ふたつ以上の機械類から部品を集めてひとつに組み上げることを「ニコイチ」といい、実は横須賀の「三笠」も、ある意味ニコイチで復元されました。これに貢献した、知られざるチリ戦艦と「三笠」の、不思議な縁を感じさせるお話。
神奈川県横須賀市の観光名所のひとつ、三笠公園は、岸壁にある旧日本海軍の戦艦「三笠」を中心に整備されています。同艦は太平洋戦争終結後、一時、荒廃していましたが、様々な人物や団体の尽力によって復元され、1961(昭和36)年5月27日には復元記念式が挙行されました。以後は往時を彷彿とさせる姿で保存展示されています。
1961年5月27日の復元記念式典当日、満艦飾に彩られた記念艦「三笠」(画像:アメリカ海軍)。

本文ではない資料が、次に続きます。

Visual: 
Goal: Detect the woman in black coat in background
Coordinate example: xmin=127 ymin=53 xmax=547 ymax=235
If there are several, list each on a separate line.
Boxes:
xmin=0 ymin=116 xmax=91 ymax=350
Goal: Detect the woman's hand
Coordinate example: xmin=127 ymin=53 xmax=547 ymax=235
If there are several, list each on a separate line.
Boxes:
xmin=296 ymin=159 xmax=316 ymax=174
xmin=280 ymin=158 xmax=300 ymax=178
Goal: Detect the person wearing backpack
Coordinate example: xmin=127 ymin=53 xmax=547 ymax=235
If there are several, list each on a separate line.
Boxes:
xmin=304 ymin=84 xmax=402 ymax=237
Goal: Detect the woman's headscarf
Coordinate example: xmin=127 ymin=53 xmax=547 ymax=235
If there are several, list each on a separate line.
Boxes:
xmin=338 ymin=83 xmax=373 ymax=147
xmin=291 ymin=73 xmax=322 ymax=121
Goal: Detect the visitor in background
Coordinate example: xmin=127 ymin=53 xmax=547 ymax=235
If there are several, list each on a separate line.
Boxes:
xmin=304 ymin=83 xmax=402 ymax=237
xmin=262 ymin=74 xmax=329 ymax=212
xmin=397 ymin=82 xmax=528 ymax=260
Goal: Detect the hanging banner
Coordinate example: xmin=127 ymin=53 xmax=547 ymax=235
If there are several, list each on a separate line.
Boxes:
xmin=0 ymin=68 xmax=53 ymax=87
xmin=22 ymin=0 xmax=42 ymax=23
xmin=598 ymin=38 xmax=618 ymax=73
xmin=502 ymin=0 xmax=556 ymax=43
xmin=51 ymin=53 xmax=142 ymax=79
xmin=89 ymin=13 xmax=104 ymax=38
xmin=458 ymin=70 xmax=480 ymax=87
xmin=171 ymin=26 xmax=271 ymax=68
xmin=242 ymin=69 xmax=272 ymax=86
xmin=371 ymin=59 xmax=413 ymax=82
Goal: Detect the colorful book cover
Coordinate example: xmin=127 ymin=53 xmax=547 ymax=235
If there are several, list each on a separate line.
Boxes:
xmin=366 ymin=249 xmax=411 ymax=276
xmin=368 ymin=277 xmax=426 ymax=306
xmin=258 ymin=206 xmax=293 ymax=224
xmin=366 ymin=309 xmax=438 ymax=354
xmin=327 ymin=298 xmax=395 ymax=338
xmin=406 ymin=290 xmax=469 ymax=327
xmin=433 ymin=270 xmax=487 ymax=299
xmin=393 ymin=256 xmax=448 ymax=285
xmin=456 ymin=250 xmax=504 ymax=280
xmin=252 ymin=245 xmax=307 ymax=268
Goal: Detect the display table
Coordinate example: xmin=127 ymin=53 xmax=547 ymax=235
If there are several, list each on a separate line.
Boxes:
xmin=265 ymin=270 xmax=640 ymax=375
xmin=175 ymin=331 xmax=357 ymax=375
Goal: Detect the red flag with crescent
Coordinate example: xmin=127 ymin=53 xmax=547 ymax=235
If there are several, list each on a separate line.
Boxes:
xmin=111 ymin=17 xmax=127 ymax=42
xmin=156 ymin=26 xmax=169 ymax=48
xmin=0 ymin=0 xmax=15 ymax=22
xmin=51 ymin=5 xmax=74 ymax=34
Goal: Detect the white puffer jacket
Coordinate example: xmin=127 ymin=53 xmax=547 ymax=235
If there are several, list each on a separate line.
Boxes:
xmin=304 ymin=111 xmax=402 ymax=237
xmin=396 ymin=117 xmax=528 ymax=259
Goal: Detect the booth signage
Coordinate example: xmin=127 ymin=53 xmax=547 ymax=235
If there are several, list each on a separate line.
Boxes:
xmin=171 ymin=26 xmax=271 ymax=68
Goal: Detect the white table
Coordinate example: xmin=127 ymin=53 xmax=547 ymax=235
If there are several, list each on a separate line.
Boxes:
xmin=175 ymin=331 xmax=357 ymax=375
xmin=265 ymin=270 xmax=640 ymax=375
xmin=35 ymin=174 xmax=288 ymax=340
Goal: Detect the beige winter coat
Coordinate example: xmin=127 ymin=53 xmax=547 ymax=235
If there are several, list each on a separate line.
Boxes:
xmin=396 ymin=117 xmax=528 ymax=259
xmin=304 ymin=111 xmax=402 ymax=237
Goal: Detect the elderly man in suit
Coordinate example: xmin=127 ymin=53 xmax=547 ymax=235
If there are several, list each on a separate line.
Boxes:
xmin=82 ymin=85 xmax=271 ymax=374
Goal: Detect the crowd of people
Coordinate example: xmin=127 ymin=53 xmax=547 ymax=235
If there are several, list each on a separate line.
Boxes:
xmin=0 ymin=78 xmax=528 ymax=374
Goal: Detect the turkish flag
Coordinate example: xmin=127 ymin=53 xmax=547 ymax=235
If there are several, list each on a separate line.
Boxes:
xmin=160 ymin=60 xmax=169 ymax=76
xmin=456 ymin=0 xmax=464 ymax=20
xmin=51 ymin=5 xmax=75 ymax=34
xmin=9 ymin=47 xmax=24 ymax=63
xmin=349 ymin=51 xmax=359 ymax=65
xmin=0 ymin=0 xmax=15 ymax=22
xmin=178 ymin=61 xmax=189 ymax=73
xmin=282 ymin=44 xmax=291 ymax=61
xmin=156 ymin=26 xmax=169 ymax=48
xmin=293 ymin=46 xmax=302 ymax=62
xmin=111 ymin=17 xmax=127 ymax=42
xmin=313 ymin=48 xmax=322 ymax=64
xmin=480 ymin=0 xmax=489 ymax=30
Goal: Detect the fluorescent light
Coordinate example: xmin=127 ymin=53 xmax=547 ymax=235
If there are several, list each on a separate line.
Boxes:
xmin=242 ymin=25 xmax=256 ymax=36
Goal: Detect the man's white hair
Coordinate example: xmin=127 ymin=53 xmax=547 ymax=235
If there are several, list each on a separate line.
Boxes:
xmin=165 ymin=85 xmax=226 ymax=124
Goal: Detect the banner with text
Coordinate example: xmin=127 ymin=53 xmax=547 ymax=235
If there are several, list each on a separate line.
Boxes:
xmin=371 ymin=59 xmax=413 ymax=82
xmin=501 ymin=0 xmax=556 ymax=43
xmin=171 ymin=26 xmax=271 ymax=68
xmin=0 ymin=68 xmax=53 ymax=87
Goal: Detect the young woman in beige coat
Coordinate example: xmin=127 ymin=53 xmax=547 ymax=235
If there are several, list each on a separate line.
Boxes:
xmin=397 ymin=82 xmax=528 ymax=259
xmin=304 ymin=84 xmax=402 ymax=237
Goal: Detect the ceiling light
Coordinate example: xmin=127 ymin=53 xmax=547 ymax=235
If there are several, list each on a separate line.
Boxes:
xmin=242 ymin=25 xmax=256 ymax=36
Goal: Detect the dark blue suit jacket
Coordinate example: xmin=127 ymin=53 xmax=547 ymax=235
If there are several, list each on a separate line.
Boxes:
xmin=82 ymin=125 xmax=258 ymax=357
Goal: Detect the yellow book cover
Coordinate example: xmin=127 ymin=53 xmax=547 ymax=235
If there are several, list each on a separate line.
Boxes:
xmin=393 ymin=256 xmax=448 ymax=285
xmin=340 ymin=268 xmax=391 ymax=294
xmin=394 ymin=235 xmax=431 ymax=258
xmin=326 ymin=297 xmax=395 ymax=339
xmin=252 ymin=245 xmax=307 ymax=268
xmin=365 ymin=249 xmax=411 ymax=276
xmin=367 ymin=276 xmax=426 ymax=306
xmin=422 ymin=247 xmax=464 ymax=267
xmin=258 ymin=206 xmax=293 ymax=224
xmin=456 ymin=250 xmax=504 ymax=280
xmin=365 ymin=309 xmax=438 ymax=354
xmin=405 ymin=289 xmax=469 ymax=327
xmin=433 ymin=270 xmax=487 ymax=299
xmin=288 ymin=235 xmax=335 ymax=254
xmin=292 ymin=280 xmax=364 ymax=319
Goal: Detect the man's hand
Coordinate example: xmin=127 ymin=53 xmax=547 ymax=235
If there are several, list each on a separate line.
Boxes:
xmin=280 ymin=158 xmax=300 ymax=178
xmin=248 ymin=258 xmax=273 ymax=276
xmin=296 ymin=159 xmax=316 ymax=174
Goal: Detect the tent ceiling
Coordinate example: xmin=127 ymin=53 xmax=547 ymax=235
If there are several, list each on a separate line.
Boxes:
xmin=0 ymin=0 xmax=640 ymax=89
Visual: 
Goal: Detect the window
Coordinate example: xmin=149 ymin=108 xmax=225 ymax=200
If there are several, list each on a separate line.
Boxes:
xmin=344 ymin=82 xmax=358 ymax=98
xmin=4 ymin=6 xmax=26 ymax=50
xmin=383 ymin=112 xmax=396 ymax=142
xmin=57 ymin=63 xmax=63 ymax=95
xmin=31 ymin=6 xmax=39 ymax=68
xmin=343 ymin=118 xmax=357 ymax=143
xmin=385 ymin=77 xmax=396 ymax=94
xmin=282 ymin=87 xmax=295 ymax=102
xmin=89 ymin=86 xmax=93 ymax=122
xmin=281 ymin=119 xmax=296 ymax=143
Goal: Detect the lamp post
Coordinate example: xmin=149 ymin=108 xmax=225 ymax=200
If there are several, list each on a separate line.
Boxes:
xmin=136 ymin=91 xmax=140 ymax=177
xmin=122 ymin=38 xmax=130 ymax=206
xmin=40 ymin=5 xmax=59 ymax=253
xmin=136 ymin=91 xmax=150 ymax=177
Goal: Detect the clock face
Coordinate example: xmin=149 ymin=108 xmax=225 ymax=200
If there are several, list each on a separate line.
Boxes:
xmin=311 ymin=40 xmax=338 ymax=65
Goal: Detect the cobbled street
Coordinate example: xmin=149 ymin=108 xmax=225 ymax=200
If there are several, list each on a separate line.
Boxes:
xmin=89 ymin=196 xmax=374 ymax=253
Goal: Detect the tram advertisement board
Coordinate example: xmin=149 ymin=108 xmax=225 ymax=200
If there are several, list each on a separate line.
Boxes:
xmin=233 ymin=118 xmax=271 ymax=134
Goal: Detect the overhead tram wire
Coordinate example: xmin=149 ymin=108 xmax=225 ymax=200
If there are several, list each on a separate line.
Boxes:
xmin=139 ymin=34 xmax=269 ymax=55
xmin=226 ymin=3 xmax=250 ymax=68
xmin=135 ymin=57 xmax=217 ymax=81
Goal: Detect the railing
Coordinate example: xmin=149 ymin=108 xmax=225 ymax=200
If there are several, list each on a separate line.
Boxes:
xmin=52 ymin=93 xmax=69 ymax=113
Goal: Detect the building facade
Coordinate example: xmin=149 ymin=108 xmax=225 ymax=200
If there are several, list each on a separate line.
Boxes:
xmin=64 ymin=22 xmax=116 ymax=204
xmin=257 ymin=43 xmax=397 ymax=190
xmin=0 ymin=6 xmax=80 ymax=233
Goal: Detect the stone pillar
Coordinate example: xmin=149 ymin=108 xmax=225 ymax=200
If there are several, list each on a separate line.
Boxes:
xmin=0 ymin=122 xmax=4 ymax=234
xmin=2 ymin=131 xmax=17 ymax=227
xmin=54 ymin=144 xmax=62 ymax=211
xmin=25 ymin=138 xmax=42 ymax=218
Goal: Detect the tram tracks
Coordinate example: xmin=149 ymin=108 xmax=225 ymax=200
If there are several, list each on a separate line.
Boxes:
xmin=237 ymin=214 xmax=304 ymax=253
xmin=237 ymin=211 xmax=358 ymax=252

この「三笠」の復元整備に、地球の反対側で使われていた、ある1隻の軍艦が下支えしました。その艦はチリ海軍の戦艦「アルミランテ・ラトーレ」です。
「アルミランテ・ラトーレ」は、「三笠」から遅れること13年、1913(大正2)年11月27日にイギリス北東部にあるアームストロング社のエルスウィック造船所で進水しました。
進水の8か月後、ヨーロッパにおいて第1次世界大戦が勃発したため、同艦はイギリス本国に買い上げられ、戦艦「カナダ」として1915(大正4)年9月に就役します。いったんイギリス海軍所属としてドイツ海軍と戦ったのち、大戦後の1919(大正8)年にチリへ改めて売却されました。
1921(大正10)年2月にチリ戦艦として運用が始まった「アルミランテ・ラトーレ」は、同国屈指の近代的戦艦として30年以上にわたり活動を続け、第2次世界大戦後の1958(昭和33)年10月に退役します。
「アルミランテ・ラトーレ」は鉄くずとして売却されることになり、これを買い取ったのは日本の商社でした。こうして退役翌年の1959(昭和34)年、同艦は曳航されて来日します。
チリ戦艦「アルミランテ・ラトーレ」は、「三笠」とは進水時期で13年の開きがありましたが、1950年代末に残存していた戦艦のなかでは、唯一、第1次世界大戦に従軍した艦でした。なおかつ「三笠」と同じイギリス製ということで、各種装備や部品に高い互換性を持っていました。

復元された「三笠」の前に並ぶ日本とアメリカの関係者。奥に小銃を持って整列するのは海上自衛隊の儀じょう隊(画像:アメリカ海軍)。
チリ政府も、解体に際して「アルミランテ・ラトーレ」から外した様々なパーツを「三笠」復元のために使用することを承諾してくれます。
太平洋戦争後の荒廃によって、数多くの部品が行方不明となっており、しかも「三笠」は20世紀初頭に建造された艦のため、イギリス本国でもすでに製造されていない部品が多かったため、入手困難な部品や装備をこのような形で入手できたことで、「三笠」の復元作業ははかどるようになりました。
こうして、一時はダンスホールや水族館として使用されていた「三笠」でしたが、わずか2年ほどで現役時代の姿に戻され、冒頭に述べたように1961(昭和36)年5月27日に無事、復元記念式が挙行されるに至ったのです。
歴史にifはありませんが、仮に「アルミランテ・ラトーレ」が第1次世界大戦で戦没していたら、もし「アルミランテ・ラトーレ」を日本の商社が買い付けなければ、「三笠」の復元作業は難航し、費用ももっとかかっていたことでしょう。
太平洋戦争後に一時荒廃したことは「三笠」にとって災難でしたが、その復元というある意味絶妙のタイミングで「アルミランテ・ラトーレ」が約1万7000kmの距離を超えて横須賀に来て、そして鉄くずになり失われるはずだったその一部が「三笠」に残されたというのは、もしかすると両艦は見えない運命の糸で結ばれていたということかもしれません。